Step 4) You are now ready to compile the GPU Fock routines (called libqc). These are located in the libqc directory in the GAMESS directory. You may need to add a --mtune=native option. I found it needed with gcc-4.3, but using the option didn't work with gcc-4.1, YMMV. "native" tells your compiler to optimize the code for the local machine at compilation time.
cd ~/gamess/libqc
if you use gcc-4.3 and g++-4.3:
CC=gcc-4.3 CXX=g++-4.3 CXXFLAGS='-O2 -DNDEBUG -msse3 -ffast-math -ftree-vectorize -mtune=native' ./configure --with-gamess --with-integer8 --with-boost=/home/andersx/programs/boost_1_43_0 --prefix=/home/andersx/gamess/libqc
if you use gcc-4.1 and g++-4.1:
CC=gcc-4.1 CXX=g++-4.1 CXXFLAGS='-O2 -DNDEBUG -msse3 -ffast-math -ftree-vectorize' ./configure --with-gamess --with-integer8 --with-boost=/home/andersx/programs/boost_1_43_0 --prefix=/home/andersx/gamess/libqc
If the configure script ran without problems, you're now ready to compile libqc:
make
make install
This took my PC around 20 minutes. I thought it had crashed, but there was one file which just took 15 minutes to compile. Last thing to do in this step is making libqc visible to your compiler and GAMESS. Add the following line to ~/.bashrc and source it as in step 3.

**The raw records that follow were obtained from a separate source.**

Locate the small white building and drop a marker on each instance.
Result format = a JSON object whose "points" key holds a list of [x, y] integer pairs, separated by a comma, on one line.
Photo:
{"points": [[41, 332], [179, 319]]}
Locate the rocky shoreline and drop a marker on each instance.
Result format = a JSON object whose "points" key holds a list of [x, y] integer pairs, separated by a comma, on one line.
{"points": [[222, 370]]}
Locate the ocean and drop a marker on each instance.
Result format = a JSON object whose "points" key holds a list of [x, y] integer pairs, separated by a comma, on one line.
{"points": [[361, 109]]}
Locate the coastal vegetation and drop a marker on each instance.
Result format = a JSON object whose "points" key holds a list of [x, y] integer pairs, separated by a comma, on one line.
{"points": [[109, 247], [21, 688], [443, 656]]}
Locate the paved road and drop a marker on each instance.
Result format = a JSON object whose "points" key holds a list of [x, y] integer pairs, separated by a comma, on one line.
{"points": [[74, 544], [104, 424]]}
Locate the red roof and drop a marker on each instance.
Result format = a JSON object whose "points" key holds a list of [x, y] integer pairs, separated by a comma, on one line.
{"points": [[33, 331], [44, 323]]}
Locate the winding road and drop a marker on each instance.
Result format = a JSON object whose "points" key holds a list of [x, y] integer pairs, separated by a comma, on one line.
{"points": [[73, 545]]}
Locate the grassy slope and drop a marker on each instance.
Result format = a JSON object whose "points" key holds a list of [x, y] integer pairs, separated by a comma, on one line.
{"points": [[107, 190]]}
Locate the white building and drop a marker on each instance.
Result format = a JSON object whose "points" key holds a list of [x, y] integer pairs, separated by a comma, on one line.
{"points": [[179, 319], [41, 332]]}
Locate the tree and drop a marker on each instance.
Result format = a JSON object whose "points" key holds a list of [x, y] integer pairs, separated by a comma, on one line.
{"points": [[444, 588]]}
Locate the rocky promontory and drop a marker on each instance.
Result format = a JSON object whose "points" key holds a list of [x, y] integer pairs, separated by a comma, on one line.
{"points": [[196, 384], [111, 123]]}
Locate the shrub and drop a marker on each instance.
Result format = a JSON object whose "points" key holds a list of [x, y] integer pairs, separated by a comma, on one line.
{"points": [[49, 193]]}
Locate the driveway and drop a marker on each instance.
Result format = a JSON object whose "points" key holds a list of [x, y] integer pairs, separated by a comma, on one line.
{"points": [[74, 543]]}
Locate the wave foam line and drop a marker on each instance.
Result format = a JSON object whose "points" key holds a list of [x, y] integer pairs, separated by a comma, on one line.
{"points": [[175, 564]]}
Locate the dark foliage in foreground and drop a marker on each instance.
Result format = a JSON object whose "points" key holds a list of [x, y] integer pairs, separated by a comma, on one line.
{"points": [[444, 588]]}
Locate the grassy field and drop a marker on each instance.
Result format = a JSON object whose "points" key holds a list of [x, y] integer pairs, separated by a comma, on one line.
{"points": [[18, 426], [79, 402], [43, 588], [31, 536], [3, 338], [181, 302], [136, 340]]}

export LD_LIBRARY_PATH=/home/andersx/gamess/libqc:$LD_LIBRARY_PATH
Step 5) Linking GAMESS to libqc:
In the ~/gamess/comp file, you need to set this flag to true:
GPUCODE=true
Now, recompile the rhfuhf GAMESS routine with libqc:
./comp rhfuhf
Finally, in the GAMESS linking script (~/gamess/lked) you need to link to libqc properly. Set the following flag to true:
GPUCODE=true
Then change the library pathnames at the second place the string 'GPUCODE' appears. The three paths must point to your libqc, CUDA, and Boost libraries.
Finally, you need to link a new executable. Type the following:
./lked gamess gpu
If linking was successful, there is now an executable named gamess.gpu.x.
Congratulations: You're now able to do 2-el integrals and Fock-matrix formation GPU parallel.